I've wondered if we could just save the state to the "normal" save area for sendsig? Similarly, sigreturn could just copy into the normal save area? We could assert that you aren't using the save area for kernel state (which should never be true for sendsig and sigreturn)?

sys/amd64/amd64/sig_machdep.c
143 ↗(On Diff #95155)

Might be, it would work. This will be a follow-up work, I do not want to do this in the current batch.

kib marked an inline comment as done.
kib edited the summary of this revision. (Show Details)

amd64: eliminate td_md.md_fpu_scratch
Also remove alloca() from ia32_signal.c.

This revision now requires review to proceed.Sep 15 2021, 7:11 PM
This revision is now accepted and ready to land.Sep 16 2021, 12:50 PM

One more pass over _SECURE macros, e.g. linuxolator has RFLAGS_SECURE etc, remove them as well.
Consistently use uprintf() to report weird situations in sigreturn.

This revision now requires review to proceed.Sep 16 2021, 1:56 PM
jrtc27 added inline comments.
sys/amd64/amd64/sig_machdep.c
346 ↗(On Diff #95249)

Nothing below this point is about signals but about ptrace and exec so this feels like the wrong place for them (or the wrong name for the file)

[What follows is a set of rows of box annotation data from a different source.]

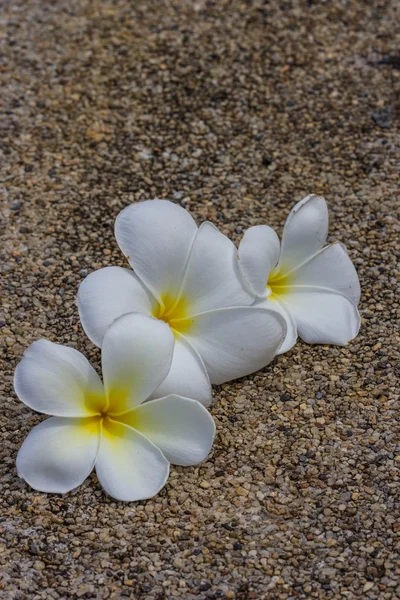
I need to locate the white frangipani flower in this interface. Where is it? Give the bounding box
[78,199,285,404]
[239,195,360,354]
[14,314,215,500]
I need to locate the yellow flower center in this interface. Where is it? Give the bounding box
[267,268,291,300]
[82,387,140,435]
[153,294,193,334]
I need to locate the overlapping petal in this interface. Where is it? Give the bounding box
[256,295,297,354]
[101,313,174,414]
[14,340,104,417]
[17,417,100,494]
[175,222,253,315]
[96,419,169,501]
[119,395,215,465]
[150,332,212,406]
[77,267,157,347]
[239,225,280,298]
[180,307,286,384]
[282,242,360,304]
[277,194,329,273]
[283,286,360,346]
[115,199,197,302]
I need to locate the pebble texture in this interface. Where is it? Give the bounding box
[0,0,400,600]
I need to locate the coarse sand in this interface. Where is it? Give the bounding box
[0,0,400,600]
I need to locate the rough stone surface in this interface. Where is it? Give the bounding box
[0,0,400,600]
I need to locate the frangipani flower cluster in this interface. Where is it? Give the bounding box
[239,195,360,354]
[78,200,286,404]
[15,314,215,500]
[15,196,360,500]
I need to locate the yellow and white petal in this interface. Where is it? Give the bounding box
[77,267,158,347]
[255,294,297,354]
[115,199,197,302]
[284,286,360,346]
[150,333,212,406]
[96,418,169,501]
[239,225,280,298]
[171,222,253,314]
[123,395,215,466]
[101,313,175,414]
[282,242,360,305]
[180,307,286,384]
[14,340,104,417]
[277,194,329,273]
[17,417,100,494]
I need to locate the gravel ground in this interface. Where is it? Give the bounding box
[0,0,400,600]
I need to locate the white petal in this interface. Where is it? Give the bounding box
[14,340,104,417]
[101,313,175,414]
[283,287,360,346]
[96,419,169,501]
[278,194,329,273]
[239,225,280,298]
[78,267,158,347]
[17,417,100,494]
[121,395,215,466]
[287,242,360,304]
[151,332,212,406]
[173,222,253,315]
[180,307,286,384]
[256,294,297,354]
[115,199,197,301]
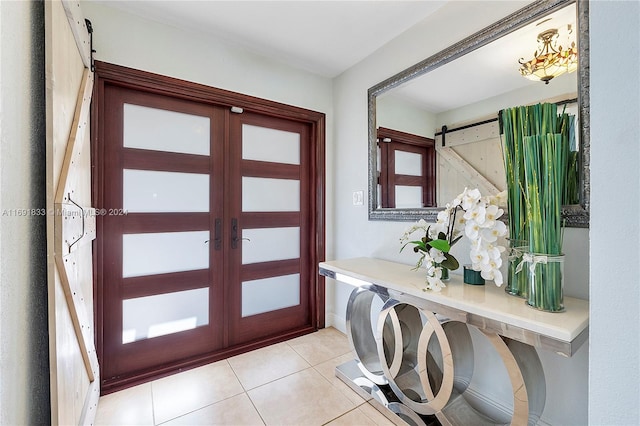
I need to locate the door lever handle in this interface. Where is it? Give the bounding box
[231,218,238,249]
[213,219,222,250]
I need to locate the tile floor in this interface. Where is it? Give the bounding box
[95,328,393,426]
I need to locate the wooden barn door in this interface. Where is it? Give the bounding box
[44,0,100,425]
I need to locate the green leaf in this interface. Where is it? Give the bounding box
[450,235,464,247]
[428,239,451,253]
[441,253,460,271]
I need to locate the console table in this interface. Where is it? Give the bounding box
[319,258,589,425]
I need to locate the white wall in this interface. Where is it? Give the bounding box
[0,1,51,425]
[328,1,589,425]
[589,1,640,425]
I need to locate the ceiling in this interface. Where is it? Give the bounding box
[91,0,447,77]
[86,0,575,113]
[391,3,577,114]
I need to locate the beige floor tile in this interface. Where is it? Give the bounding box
[358,403,402,426]
[313,353,370,405]
[227,343,310,390]
[94,383,153,425]
[163,393,264,426]
[327,408,382,426]
[247,368,356,426]
[151,360,244,423]
[287,327,351,365]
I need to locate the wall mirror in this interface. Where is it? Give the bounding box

This revision is now accepted and ready to land.Sep 20 2021, 6:59 PM
sys/amd64/amd64/sig_machdep.c
346 ↗(On Diff #95249)

If you provide a sensitive and better name for the file, I am all for the change. Otherwise, we actually have a precedents like ia32_signal.c.

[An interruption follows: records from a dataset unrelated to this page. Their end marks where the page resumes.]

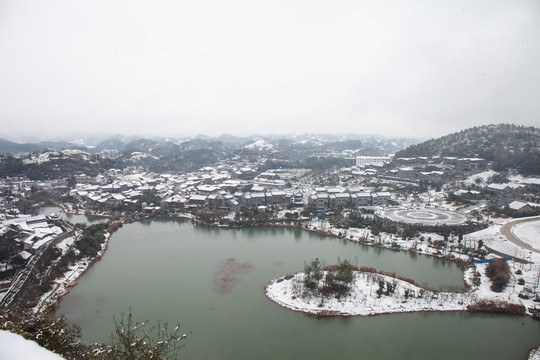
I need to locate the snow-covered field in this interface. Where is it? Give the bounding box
[0,330,64,360]
[512,220,540,250]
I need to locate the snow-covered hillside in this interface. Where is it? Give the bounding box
[0,330,64,360]
[244,139,274,151]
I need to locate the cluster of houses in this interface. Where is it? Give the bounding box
[352,156,492,185]
[0,215,73,270]
[309,187,391,210]
[70,166,304,212]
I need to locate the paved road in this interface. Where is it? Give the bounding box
[501,216,540,254]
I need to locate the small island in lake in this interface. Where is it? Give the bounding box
[265,259,525,317]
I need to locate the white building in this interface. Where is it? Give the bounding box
[356,156,392,167]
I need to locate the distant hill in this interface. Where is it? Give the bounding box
[396,124,540,175]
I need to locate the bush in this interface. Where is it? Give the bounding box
[0,308,187,360]
[486,259,510,292]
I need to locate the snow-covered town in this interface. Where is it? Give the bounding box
[0,129,540,359]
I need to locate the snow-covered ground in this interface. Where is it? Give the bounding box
[300,220,540,313]
[461,170,499,186]
[265,253,538,316]
[379,208,467,225]
[0,330,64,360]
[244,139,274,151]
[512,220,540,250]
[528,347,540,360]
[265,272,476,316]
[34,232,111,311]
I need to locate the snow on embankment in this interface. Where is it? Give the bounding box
[265,271,476,316]
[512,220,540,250]
[0,330,64,360]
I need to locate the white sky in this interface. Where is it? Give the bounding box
[0,0,540,137]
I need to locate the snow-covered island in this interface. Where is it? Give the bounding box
[265,266,525,316]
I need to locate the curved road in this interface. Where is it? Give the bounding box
[501,216,540,254]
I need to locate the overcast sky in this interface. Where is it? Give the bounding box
[0,0,540,138]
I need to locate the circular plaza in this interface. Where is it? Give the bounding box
[380,209,467,225]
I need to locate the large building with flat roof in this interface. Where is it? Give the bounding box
[356,156,392,167]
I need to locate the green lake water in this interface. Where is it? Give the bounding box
[57,220,540,359]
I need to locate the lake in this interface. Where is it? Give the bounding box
[57,219,540,359]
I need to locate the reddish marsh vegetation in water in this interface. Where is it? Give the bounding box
[214,258,253,294]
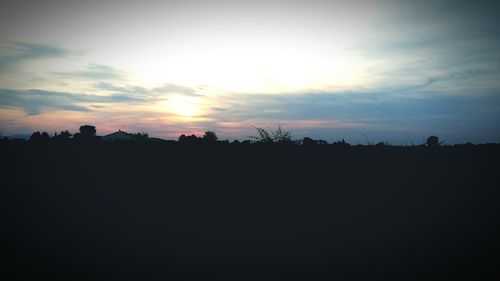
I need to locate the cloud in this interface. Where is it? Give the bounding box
[0,42,70,73]
[94,82,151,95]
[57,64,124,80]
[153,83,203,97]
[0,89,146,115]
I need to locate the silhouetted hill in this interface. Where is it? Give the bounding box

sys/amd64/amd64/sig_machdep.c
346 ↗(On Diff #95249)

Nothing below this point is about signals but about ptrace and exec so this feels like the wrong place for them (or the wrong name for the file)

Hmm, it's hard to say for some things like get_mcontext as the ucontext is generally about signals (esp given that POSIX has deprecated all the swapcontext and related ilk). It's true that exec_setregs() isn't really signal specific. I think MIPS puts all this stuff in a 'pm_machdep.c' where the "pm" == "process management". Maybe 'proc_machdep.c' would be a better name?